SOCIETY GUIDELINE LINKS —
Links to society and government-sponsored guidelines from selected countries and regions around the world are provided separately. (See "Society guideline links: Multiple gestation".)
SUMMARY AND RECOMMENDATIONS
●Etiology/pathophysiology – Twin anemia-polycythemia sequence (TAPS) is characterized by highly discordant hemoglobin values between monochorionic (MC) twins. It may occur spontaneously or post-laser ablation for twin-twin transfusion syndrome (TTTS). It is caused by unbalanced red cell transfusion across tiny placental anastomoses in MC placentas that gradually leads to anemia in the donor twin and polycythemia in the recipient twin. Amniotic fluid volumes remain normal. (See 'Pathophysiology' above.)
●Monitoring – We monitor MC twin pregnancies for development of TTTS, TAPS, and selective fetal growth restriction (sFGR) (table 2). To identify TAPS, we perform serial middle cerebral artery (MCA) peak systolic velocity (PSV) measurements starting at 16 weeks and assess for placental discordance in echogenicity and cardiomegaly. (See 'Clinical presentation' above.)
●Diagnosis – TAPS has traditionally been diagnosed prenatally when the middle cerebral artery-peak systolic velocity (MCA-PSV) is >1.5 multiples of median (MoM) in one twin (suggestive of anemia) and <0.8 MoM in the other twin (suggestive of polycythemia. An alternative approach is to use an absolute intertwin MCA-PSV discordance (delta MCA-PSV) ≥1 MoM. Discordant placental echogenicity, cardiomegaly (donor twin), and starry sky liver (recipient twin) support the diagnosis. (See 'Prenatal diagnosis' above.)
●Diagnostic evaluation and staging – After making the diagnosis of TAPS, Doppler flow studies of the umbilical artery (UA), umbilical vein (UV), and ductus venosus (DV) should be performed to classify disease severity (table 3), which is the basis for further follow-up and management. (See 'Staging (disease severity)' above.)
●Differential diagnosis – Although there is some overlap between the findings for TAPS and TTTS (table 1), key characteristics that help in differential diagnosis are that MCA-PSV discordance is diagnostic of TAPS and not present in pure TTTS and amniotic fluid discordance (oligohydramnios and polyhydramnios sequence) is suggestive of pure TTTS and not present in TAPS. (See 'Differential diagnosis' above.)
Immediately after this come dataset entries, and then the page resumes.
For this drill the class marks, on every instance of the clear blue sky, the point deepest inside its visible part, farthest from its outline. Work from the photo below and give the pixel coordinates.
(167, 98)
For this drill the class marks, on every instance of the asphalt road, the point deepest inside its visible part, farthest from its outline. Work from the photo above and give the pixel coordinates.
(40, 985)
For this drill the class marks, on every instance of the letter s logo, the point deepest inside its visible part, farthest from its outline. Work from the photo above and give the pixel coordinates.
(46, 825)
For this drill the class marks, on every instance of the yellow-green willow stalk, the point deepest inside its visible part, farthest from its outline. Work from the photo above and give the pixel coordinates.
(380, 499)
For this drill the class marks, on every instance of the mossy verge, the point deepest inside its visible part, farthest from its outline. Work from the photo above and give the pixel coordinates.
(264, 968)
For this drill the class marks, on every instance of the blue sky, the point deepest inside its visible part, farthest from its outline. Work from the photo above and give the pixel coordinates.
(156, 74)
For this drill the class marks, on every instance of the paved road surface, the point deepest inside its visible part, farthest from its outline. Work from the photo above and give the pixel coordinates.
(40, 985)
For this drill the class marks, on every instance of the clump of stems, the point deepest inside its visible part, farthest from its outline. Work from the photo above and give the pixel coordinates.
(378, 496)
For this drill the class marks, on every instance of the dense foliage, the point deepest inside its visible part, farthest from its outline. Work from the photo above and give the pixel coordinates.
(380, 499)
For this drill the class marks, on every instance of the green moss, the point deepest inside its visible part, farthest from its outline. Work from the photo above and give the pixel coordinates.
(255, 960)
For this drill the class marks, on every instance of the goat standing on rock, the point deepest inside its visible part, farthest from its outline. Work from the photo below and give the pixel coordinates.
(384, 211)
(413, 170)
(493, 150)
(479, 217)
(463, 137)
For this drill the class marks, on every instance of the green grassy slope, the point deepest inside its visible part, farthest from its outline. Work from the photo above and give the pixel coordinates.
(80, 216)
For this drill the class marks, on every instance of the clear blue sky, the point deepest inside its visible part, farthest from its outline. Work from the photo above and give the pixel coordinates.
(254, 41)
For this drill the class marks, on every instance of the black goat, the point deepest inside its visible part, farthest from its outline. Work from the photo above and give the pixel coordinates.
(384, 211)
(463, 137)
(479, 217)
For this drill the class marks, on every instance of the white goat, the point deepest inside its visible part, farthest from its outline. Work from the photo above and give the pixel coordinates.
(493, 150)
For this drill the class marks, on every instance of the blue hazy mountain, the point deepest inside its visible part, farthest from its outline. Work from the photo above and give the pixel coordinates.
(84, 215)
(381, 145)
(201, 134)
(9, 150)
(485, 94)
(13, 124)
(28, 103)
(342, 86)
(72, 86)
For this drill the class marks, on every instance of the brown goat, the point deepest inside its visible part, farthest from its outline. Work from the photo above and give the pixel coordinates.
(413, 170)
●Prognosis – In the absence of fetal treatment, TAPS may result in delivery of two healthy neonates, need for neonatal blood transfusion or partial exchange transfusion, or death of one or both twins. Outcomes with various management approaches are shown in the table (table 4). TAPS resolves spontaneously in a minority of cases (16 percent in one large series). (See 'Prognosis' above.)
●Pregnancy management
•For patients with stable stage 1 TAPS, we suggest expectant management (Grade 2C). In the absence of progression to a more advanced stage or resolution, we deliver these pregnancies between 34+0 and 37+0 weeks of gestation. (See 'Pregnancy management' above.)
•For patients with stage 2, 3, or 4 TAPS before 32 weeks, we suggest intervention rather than expectant management (Grade 2C). The choice of intervention (pregnancy termination, laser ablation, fetal transfusion, selective feticide) is based on gestational age, disease stage, patient values and preferences, and physician expertise. If TAPS resolves, we deliver between 34+0 and 37+0 weeks of gestation. (See 'Pregnancy management' above.)
For patients with stage 2, 3, or 4 TAPS ≥32 weeks, we suggest delivery rather than intervention (Grade 2C). (See 'Pregnancy management' above.)